テーマサイト「ものづくりとIT」の2009年ランキングは,設計業務の改革に関する記事が10位以内に数本入っているのが特徴といえよう。2位の「『いきなりシミュレーションはできない』セイコーエプソンがEMI対策での奮闘を明かす」,8位の「パナソニック,工場内の人物の動線を描くソフトを発売」,9位の「『工場の作業者の行動を丸裸に』---新タイプの見える化サービスが本格スタート」などがそれに当たる。また,脳波でロボットや電動車いすを操作する技術のついての記事が3位,4位と上位に入った。

▼ 2009年「ものづくりとIT」記事ランキング

順位記事タイトル日付
12000万画素で撮っても実は500万画素相当,一眼のミラー・ショックを簡便に測定4/10
2「いきなりシミュレーションはできない」セイコーエプソンがEMI対策での奮闘を明かす11/24
3念ずれば「ASIMO」が動く---ホンダなどが脳でロボットを制御する基礎技術を開発3/31
4理研とトヨタなど,脳波で電動車いすを操作する基礎技術を開発6/29
5ファインモールド,立形マシニングセンタ「V33」のプラモデルを開発,金型はV33実機で加工1/28
6ベビーカーの安全基準が改正,「離して丸める」ことで傷害リスクを低減3/2
7コマツ,国内の生産体制を再編----真岡工場と小松工場は閉鎖へ4/14
8パナソニック,工場内の人物の動線を描くソフトを発売1/19
9「工場の作業者の行動を丸裸に」---新タイプの見える化サービスが本格スタート7/1
10【CEATEC】「駆け出しのアナタにも電波の動きが見える」,電界分布の動画撮影用カメラが登場10/13

(集計期間:2009年1月1日~12月15日)

 1位の「2000万画素で撮っても実は500万画素相当,一眼のミラー・ショックを簡便に測定」も,なかなか見えにくいものの実態を明らかにした記事といえる。一眼レフ自体の動作に起因する振動が実質の解像度を1/4以下にまで低下させることがあるという,意外性もあって多数のページビューを集めた。

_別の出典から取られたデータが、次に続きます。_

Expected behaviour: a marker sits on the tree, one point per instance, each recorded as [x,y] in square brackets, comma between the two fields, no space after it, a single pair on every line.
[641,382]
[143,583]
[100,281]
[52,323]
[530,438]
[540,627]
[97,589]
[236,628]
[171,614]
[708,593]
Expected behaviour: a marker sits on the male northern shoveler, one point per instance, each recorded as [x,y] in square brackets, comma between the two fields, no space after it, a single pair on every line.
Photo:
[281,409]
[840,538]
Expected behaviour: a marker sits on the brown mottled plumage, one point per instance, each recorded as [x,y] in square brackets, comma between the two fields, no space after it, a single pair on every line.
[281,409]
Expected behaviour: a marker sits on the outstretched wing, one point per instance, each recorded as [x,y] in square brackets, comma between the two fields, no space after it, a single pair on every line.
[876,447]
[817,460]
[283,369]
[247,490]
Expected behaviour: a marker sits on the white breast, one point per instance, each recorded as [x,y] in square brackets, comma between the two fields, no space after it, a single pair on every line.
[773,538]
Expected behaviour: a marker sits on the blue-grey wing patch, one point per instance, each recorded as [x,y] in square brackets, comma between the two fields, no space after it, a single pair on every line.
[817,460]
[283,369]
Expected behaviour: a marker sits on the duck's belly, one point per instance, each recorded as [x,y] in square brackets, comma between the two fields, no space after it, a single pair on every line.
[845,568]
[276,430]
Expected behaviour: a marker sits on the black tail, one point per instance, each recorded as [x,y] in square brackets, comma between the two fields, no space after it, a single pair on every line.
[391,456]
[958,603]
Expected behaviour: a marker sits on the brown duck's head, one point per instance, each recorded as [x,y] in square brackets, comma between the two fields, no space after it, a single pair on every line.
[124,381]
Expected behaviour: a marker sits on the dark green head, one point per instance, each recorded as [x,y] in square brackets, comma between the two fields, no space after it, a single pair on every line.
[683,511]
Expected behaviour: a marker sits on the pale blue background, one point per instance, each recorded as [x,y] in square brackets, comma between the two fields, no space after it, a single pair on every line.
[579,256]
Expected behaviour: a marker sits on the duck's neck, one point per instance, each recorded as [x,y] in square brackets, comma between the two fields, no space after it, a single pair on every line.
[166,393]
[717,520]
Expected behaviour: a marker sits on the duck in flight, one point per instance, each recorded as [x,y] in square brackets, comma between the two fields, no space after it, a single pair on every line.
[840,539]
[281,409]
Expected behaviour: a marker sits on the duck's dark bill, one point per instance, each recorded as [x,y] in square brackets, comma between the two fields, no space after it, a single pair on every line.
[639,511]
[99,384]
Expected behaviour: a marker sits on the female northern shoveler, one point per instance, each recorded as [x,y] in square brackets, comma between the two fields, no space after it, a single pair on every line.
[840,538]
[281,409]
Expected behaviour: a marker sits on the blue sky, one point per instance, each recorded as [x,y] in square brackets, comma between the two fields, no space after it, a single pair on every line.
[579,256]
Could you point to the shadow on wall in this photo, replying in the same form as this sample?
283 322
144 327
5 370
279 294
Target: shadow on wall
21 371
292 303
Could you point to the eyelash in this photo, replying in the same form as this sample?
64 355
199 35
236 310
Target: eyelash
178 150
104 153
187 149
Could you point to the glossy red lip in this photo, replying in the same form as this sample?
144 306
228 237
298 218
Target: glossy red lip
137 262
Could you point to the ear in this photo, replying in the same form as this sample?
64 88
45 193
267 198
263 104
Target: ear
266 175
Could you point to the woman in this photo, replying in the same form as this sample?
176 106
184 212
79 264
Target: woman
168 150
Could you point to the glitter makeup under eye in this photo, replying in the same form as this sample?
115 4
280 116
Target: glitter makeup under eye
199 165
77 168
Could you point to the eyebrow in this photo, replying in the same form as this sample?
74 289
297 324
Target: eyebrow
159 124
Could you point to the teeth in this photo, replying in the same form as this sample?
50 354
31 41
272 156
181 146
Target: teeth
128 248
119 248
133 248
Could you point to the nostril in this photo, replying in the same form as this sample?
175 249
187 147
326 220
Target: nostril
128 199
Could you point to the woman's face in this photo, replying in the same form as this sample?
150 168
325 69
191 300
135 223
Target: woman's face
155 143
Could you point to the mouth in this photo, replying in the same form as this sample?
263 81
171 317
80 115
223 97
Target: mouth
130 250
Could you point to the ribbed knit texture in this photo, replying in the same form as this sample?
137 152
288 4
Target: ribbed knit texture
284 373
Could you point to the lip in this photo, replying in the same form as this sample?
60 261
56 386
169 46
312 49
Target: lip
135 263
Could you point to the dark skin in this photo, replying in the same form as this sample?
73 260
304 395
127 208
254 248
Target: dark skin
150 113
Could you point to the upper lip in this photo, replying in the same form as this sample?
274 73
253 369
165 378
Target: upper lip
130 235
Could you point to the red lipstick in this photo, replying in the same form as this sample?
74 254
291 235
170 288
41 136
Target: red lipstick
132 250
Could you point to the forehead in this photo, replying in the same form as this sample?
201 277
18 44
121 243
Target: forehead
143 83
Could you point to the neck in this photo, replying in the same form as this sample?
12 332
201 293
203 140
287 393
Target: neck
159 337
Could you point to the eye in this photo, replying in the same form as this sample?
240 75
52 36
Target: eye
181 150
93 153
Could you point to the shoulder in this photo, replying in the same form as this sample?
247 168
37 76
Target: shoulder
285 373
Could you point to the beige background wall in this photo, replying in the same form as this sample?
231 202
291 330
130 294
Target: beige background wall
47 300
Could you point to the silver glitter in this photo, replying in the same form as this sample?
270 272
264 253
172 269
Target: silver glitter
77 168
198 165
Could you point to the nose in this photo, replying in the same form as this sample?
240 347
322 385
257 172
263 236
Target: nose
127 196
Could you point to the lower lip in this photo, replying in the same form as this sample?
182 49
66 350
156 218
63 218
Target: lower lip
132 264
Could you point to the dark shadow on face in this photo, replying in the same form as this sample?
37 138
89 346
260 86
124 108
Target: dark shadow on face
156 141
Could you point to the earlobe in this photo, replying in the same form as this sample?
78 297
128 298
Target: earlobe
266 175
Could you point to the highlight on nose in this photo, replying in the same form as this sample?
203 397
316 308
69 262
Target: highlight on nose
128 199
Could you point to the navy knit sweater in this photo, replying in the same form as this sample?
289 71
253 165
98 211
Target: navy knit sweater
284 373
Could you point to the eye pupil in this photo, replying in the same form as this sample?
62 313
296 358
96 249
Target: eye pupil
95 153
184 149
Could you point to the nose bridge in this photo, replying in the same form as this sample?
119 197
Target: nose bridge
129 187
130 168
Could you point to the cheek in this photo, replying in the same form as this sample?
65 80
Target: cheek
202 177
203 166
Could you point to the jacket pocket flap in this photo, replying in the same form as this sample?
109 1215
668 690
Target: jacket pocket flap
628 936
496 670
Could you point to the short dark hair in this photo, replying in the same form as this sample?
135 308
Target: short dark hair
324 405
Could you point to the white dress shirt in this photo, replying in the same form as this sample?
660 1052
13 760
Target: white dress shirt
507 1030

 2位の記事は,EMI(放射電磁雑音)対策を設計初期段階から織り込む設計者の試みを紹介したもの。機械設計者の間でも,構想設計段階を重視し,後の段階に進んでからの手戻り発生を極力抑止しようという考え方や試みが注目を集めつつある。8位と9位は生産現場のカイゼンにかかわる記事で,なかなか捕捉できない作業者の動きを定量化する手段を紹介した。

 2位と同様,10位の「『駆け出しのアナタにも電波の動きが見える』,電界分布の動画撮影用カメラが登場」も,見えない電波を見る文脈でとらえられる記事。「電波系」という言葉の意味するところところとは異なるが,3位「念ずれば『ASIMO』が動く---ホンダなどが脳でロボットを制御する基礎技術を開発」と4位の「理研とトヨタなど,脳波で電動車いすを操作する基礎技術を開発」では,本年から基礎的な成果が得られはじめた,脳波による機器インタフェースの研究動向を報じて,注目を集めた。

 5位「ファインモールド,立形マシニングセンタ「V33」のプラモデルを開発,金型はV33実機で加工」は,大不況で売り上げの大幅減にあえぐ工作機械に関して,毛色は変わっているが少し明るいニュース。実は,模型業界誌などにも先駆けて,Tech-On!がいち早く報じたネタであった。

 2位,8位,9位の記事に見られるような業務改革の動きは,不況によって加速している側面もある。多くの企業が一層のコストダウンを迫られているためだ。2010年は,景気が戻る一方で,改革は改革として進むことも期待したい。